A common assumption in user experience design is less friction makes apps more delightful. But in practice, the happy path isn’t always the smoothest. The term “friction” in the digital sense usually refers to anything that makes experiences cumbersome. It’s an analogy to the physical resistance that occurs when objects interact. Digital friction comes in many forms, from frustrating flows to confusing copy. But plenty of scenarios actually benefit with a bit of resistance. Its killer feature is mitigating unintended consequences, such as an accidental Alexa shopping spree.

You’ve likely already encountered intentional friction many times. Most apps leverage it for destructive actions, account security, and error handling, as recommended by experts from Norman Nielsen Group to the magazine you’re currently reading.

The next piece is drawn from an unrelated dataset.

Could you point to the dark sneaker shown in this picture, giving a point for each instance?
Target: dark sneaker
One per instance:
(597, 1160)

Yet friction has found a new calling in the age of artificial intelligence. When implemented correctly, it can improve the efficiency of AI systems such as machine learning algorithms. These algorithms are often used to personalize experiences through predictive recommendations. Some applications incorporating these algorithms realize that adding a bit of friction to their interface can turn each user interaction into an opportunity to improve algorithmic quality.

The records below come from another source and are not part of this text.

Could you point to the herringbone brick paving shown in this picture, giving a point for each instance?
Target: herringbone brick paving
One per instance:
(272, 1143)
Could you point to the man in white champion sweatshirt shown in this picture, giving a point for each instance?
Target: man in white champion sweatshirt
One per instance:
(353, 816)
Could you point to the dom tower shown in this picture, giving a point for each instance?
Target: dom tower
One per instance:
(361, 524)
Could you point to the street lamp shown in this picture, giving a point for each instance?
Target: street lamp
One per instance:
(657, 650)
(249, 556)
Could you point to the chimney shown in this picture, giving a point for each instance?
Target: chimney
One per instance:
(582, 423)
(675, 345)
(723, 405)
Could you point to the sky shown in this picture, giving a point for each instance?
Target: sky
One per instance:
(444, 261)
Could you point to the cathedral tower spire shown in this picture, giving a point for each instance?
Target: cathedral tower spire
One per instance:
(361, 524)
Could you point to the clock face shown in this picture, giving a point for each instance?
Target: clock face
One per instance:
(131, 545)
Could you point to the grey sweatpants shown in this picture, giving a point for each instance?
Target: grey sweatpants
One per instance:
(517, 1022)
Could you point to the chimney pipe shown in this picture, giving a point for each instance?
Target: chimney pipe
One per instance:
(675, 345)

While less friction makes an app smoother, a bit more may make it even smarter.

Various examples of dialogs in popular apps that display before important actions are taken. They include headlines such as “abusive website ahead” or “notify 11 people across 3 time zones?” with additional information explaining the consequences of an action and a button that allows a user to confirm before proceeding — Various examples of the friction in popular apps. (Sources: Discord, MacOS, MailChimp, Slack, Airbnb, GitHub, Lyft, and Venmo) (Large preview)

Friction As A Feature

Before venturing down the AI rabbit hole, let’s explore some simple examples showcasing the basic benefits of friction in UX. These are a helpful foundation to build off as we ascend into more complex applications for machine learning algorithms. Regardless of your familiarity, this will ground the following lessons in first principles.

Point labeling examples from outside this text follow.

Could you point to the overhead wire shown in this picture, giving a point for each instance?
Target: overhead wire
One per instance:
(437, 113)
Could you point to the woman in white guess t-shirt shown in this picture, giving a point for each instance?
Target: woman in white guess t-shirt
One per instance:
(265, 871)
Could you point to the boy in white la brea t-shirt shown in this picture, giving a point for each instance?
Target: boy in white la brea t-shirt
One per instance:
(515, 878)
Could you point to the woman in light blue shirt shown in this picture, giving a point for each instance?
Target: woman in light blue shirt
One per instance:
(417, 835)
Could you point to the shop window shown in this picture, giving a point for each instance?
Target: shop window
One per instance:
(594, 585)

Preventing Unintended Consequences

A common use for friction is error prevention, the fifth entry in Jakob Nielsen’s list of usability heuristics. In scenarios with the potential for high-cost errors, such as irreversible deletion, apps often request confirmation before executing requests. Confirmations often display in a modal, locking the rest of the screen to increase focus on copy explaining an action’s implications. This extra step provides some extra time to consider these ramifications.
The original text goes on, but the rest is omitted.